No, turbo, I don't think I have what it takes, which is why we were apart with no contact for 7 months. The trouble is though that I don't have what it takes to stay away either... .He managed to get through my blocks on my phone, somehow, and I caved because I'm weak and because in spite of his BPD he is a lovely person and even though I know its probably a BPD trick, he feels like my soul mate.
If you don't have what it takes to be what he needs, how can both of you be happy together?
EDIT: I feel for you a lot being in this situation. I love my wife so much but I have often wondered and worried about whether or not I will have what it takes. This isn't easy.
I will also say that while I know that you have a very strong connection to him, have you considered the possibility that there are other people out there that could make you happy? I ask this because coming to terms with myself and realizing that I am good guy and capable of loving and being loved by another helped me to not sacrifice my boundaries to try and make my marriage work. If you feel like this one person is the only one for you, you're much more likely to do things you aren't okay with to try to save it. On the other hand, if you realize that other people can love you and you can love other people, it can make it easier to maintain your own boundaries.

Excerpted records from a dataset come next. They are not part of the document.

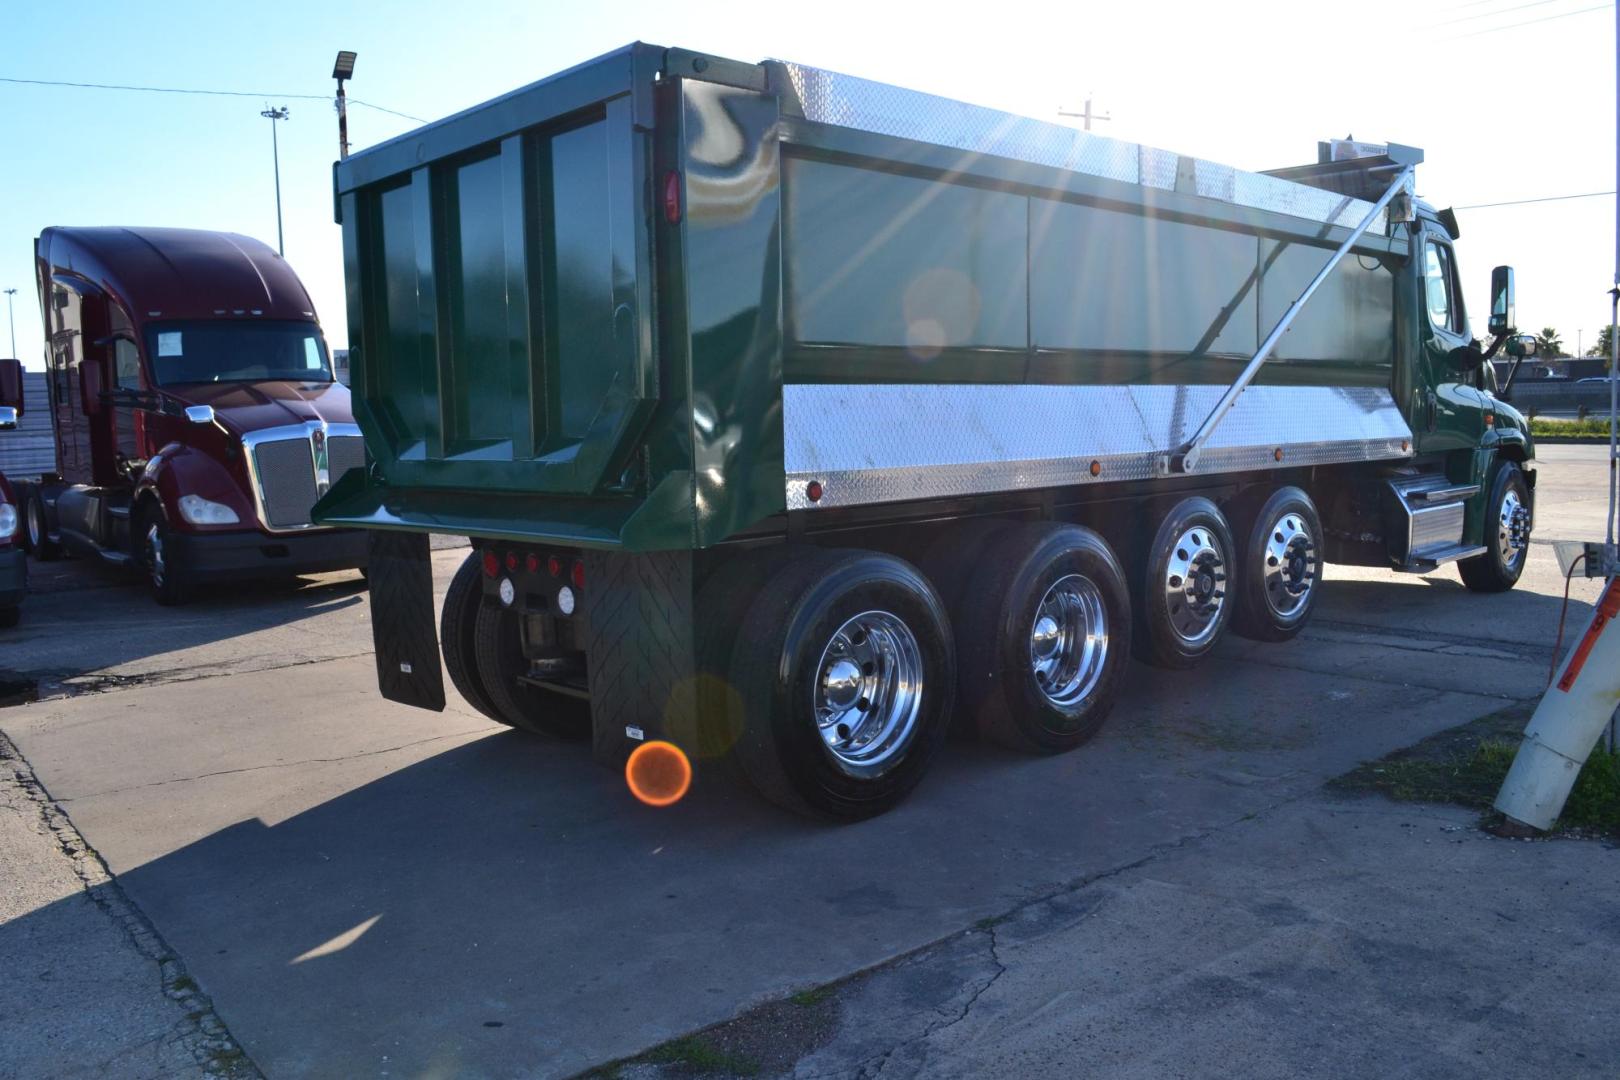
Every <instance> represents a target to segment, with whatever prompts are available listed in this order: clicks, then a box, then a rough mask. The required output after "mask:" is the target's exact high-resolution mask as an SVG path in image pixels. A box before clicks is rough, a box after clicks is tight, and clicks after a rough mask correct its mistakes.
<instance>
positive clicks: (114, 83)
mask: <svg viewBox="0 0 1620 1080" xmlns="http://www.w3.org/2000/svg"><path fill="white" fill-rule="evenodd" d="M0 83H19V84H24V86H70V87H75V89H83V91H139V92H143V94H207V96H212V97H279V99H295V100H309V102H329V100H332V96H330V94H261V92H258V91H206V89H193V87H180V86H125V84H120V83H66V81H62V79H18V78H11V76H3V74H0ZM348 100H350V104H355V105H364V107H366V108H376V110H377V112H386V113H389V115H394V117H402V118H405V120H415V121H416V123H428V121H426V120H423V118H421V117H411V115H410V113H408V112H399V110H397V108H384V107H382V105H373V104H371V102H363V100H360V99H355V97H350V99H348Z"/></svg>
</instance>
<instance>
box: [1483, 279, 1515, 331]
mask: <svg viewBox="0 0 1620 1080" xmlns="http://www.w3.org/2000/svg"><path fill="white" fill-rule="evenodd" d="M1516 327H1518V319H1516V316H1515V313H1513V267H1510V266H1498V267H1497V269H1495V270H1492V272H1490V334H1492V337H1495V335H1498V334H1511V332H1513V330H1515V329H1516Z"/></svg>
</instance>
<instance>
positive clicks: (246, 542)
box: [165, 529, 366, 585]
mask: <svg viewBox="0 0 1620 1080" xmlns="http://www.w3.org/2000/svg"><path fill="white" fill-rule="evenodd" d="M167 544H168V549H170V552H172V554H168V555H167V557H165V562H167V563H168V565H170V567H173V568H175V570H177V572H178V573H180V575H181V580H183V581H186V583H188V585H207V583H212V581H241V580H246V578H277V576H292V575H300V573H327V572H330V570H355V568H360V567H364V565H366V534H364V531H361V529H329V531H327V529H321V531H311V533H293V534H288V536H269V534H266V533H258V531H253V533H173V534H170V538H168V541H167Z"/></svg>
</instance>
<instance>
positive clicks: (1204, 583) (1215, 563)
mask: <svg viewBox="0 0 1620 1080" xmlns="http://www.w3.org/2000/svg"><path fill="white" fill-rule="evenodd" d="M1225 583H1226V552H1223V551H1221V549H1220V546H1218V541H1217V539H1215V534H1213V533H1212V531H1210V529H1207V528H1205V526H1202V525H1194V526H1192V528H1189V529H1187V531H1186V533H1183V534H1181V536H1179V538H1178V539H1176V544H1174V546H1173V547H1171V549H1170V560H1168V562H1166V565H1165V606H1166V607H1168V610H1170V625H1171V628H1173V630H1174V631H1176V636H1179V638H1181V640H1183V641H1186V643H1187V644H1199V643H1202V641H1205V640H1207V638H1209V636H1210V635H1212V633H1215V627H1217V623H1218V622H1220V610H1221V607H1223V606H1225V604H1226V589H1225V588H1221V586H1223V585H1225Z"/></svg>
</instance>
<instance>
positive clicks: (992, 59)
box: [0, 0, 1615, 368]
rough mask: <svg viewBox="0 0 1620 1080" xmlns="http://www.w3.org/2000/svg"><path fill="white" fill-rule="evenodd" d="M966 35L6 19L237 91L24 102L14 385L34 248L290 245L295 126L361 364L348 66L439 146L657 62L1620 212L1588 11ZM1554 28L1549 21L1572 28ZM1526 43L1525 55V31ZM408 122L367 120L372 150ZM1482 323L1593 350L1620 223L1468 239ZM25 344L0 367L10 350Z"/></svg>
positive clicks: (313, 230) (1196, 6) (64, 5)
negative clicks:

^^That has worked for me, but it may not work for everybody. I hope it helps.
but in my heart I am in love and can't bear to see him suffer. He is relatively high functioning
I know how you feel. I am still in love with my wife. I hate to see her sad. I have come to realize though that if she won't be what I need her to be for me, then I will just make myself more miserable by staying with her.
If there is a way I want to find it. He says he will do whatever he has to, and so will I. So maybe more therapy it is for me, and more for him too.
I won't give up everything again, home, job, friends. I have a place where I am secure now and so have a foundation to work from.
I'm kind of using this board/page to think things through, try to make some sense of it all. Thanks for your input. I appreciate it.
It seems like you are in a good position to rationally think through everything and identify issues that you may have and issues that he may have. I would encourage you to continue with the therapy. I am an intelligent person that has learned a lot about BPD but I can still miss things because my feelings keep me from being objective.
And thanks for identifying. Your situation sounds tricky too.  :)id you work it out with her? Its like trying to tame a terrified irrational horse! Often getting trampled in the process... .
We have not worked things out yet. I will know one way or another within the next couple of weeks though which is nice.
It is definitely tough to handle. Have you tried looking into any relaxation/anxiety reducing techniques? I used to have an unpleasant temper but I have been able to reduce my anger and my reactions by learning anxiety reducing techniques.